= Ramya Jirasinghe =

Sri Lankan novelist

Ramya Chamalie Jirasinghe (රම්‍යා ජිරසිංහ) is a Sri Lankan novelist and poet. She was shortlisted as one of the finalists of the 31st Gratiaen Prize nominations for the year 2023 which she eventually won.

== Career ==
In 2009, she was honored with joint runners-up prize for having submitted a thought-provoking opening paragraph of a fictional novel titled The Letting Go. It was revealed that she submitted the paragraph after learning about a British newspaper advertisement displayed by The Guardian, which insisted that there would be an outright contender to win the Orange Prize award.

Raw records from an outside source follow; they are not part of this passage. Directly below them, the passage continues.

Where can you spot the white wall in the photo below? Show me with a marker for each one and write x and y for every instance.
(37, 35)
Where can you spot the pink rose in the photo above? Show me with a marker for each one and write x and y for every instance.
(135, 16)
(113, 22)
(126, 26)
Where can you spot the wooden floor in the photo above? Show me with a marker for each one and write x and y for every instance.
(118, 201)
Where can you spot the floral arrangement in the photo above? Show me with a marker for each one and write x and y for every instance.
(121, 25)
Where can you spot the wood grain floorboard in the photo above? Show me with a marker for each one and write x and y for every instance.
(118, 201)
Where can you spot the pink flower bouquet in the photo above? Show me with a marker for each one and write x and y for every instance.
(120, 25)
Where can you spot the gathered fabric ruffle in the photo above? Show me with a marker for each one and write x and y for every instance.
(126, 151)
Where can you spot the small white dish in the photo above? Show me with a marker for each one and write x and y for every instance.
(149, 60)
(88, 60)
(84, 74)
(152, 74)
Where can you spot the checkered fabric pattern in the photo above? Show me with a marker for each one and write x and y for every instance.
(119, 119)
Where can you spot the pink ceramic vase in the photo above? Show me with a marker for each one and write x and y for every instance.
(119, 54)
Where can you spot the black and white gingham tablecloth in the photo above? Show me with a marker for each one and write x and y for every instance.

In June 2024, she was adjudged as the winner of Gratiaen Prize for the year 2023 in recognition for her debut novel titled Father Cabraal’s Recipe for Love Cake. Her literary work Father Cabraal’s Recipe for Love Cake is yet to be published for public view and it eventually garnered attention from prominent writers who declared it as the best literary work by some distance. Her debut novel focuses on the topic surrounding around the plight of slavery in South Asia, experience of African individuals and Arabian traders during colonial era.

She was also previously shortlisted for covered prestigious Gratiaen Prize in 1998 and 2007. She was also crowned as the winner of Youth Poetry Award of the National Youth Council of Sri Lanka in 1992. She also won the English Writers Cooperative's Poetry Competition in 1997. She also received the State Literary Award for Poetry in 2011 which she shared with Vivimarie Vanderpoorten. She won the 2011 State Literary Award for her work There's an Island in the Bone. She also worked with contemporary artist Anoma Wijewardene on notable exhibitions such as Deliverance and EarthLines in 2012 and 2016 respectively.